The EU and the US finalized a wide-ranging trade pact on Sunday, narrowly avoiding a transatlantic trade war. Under the agreement, most EU exports to the US will face a baseline tariff of 15%. Brussels also pledged to buy $750 billion in US energy and invest $600 billion into the US economy over three years.
According to the outlet, limited US supply, technical obstacles, and the EU’s lack of control over import deals make hitting the targets extremely difficult.
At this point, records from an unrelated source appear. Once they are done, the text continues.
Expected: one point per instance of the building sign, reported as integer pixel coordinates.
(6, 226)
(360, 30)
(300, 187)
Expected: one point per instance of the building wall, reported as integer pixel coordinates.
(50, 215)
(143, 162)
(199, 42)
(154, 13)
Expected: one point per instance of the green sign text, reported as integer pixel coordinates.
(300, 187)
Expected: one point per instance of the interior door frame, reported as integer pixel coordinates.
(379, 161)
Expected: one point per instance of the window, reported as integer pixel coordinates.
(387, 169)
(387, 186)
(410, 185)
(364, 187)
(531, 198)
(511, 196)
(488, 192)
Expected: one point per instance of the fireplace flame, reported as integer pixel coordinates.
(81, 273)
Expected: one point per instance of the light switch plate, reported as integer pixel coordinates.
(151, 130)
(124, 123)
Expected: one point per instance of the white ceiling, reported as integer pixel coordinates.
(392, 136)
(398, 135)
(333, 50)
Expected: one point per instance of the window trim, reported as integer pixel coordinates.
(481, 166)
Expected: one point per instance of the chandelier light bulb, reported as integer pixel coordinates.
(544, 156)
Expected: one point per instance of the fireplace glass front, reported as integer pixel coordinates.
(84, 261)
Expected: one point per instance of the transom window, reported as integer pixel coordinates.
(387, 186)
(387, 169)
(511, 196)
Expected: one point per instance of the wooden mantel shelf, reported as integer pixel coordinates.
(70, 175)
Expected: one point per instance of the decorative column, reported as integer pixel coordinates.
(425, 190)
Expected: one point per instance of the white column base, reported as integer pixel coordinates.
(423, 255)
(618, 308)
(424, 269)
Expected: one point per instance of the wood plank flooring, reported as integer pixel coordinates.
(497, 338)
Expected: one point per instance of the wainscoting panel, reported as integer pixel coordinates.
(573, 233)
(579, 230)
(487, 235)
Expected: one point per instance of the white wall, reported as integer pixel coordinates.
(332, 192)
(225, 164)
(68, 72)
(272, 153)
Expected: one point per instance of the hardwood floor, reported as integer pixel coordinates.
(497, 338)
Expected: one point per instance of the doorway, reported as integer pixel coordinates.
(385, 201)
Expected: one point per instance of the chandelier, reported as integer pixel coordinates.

The headline figure is “completely unrealistic,” Laura Page, senior analyst at commodities firm Kpler told the outlet. The EU spent €76 billion on US energy last year – tripling that would require sidelining cheaper suppliers and diverting nearly all US oil and gas exports to Europe. “It’s just never going to happen.”
Despite European Commission President Ursula von der Leyen’s claim that the plan would boost energy security and reduce reliance on Russia, the numbers remain unconvincing, the outlet noted. While pipeline flows plunged after sanctions and the Nord Stream sabotage, Russian LNG surged, making up 17.5% of EU supply last year, second only to the US at 45.3%.
In 2024, the EU imported €23 billion in oil, gas, and nuclear fuel from Russia—too little to close the gap.
EU refineries also have limited capacity to process American oil, capped around 14%, said Kpler’s Homayoun Falakshahi. “It really is a fantasy,” he said.
A senior Commission official told the outlet the deal depends on having sufficient LNG infrastructure and US shipping capacity, which is not in place.
The Commission also can’t make purchases itself – it relies on private companies. “This is not something the EU can guarantee,” one official said.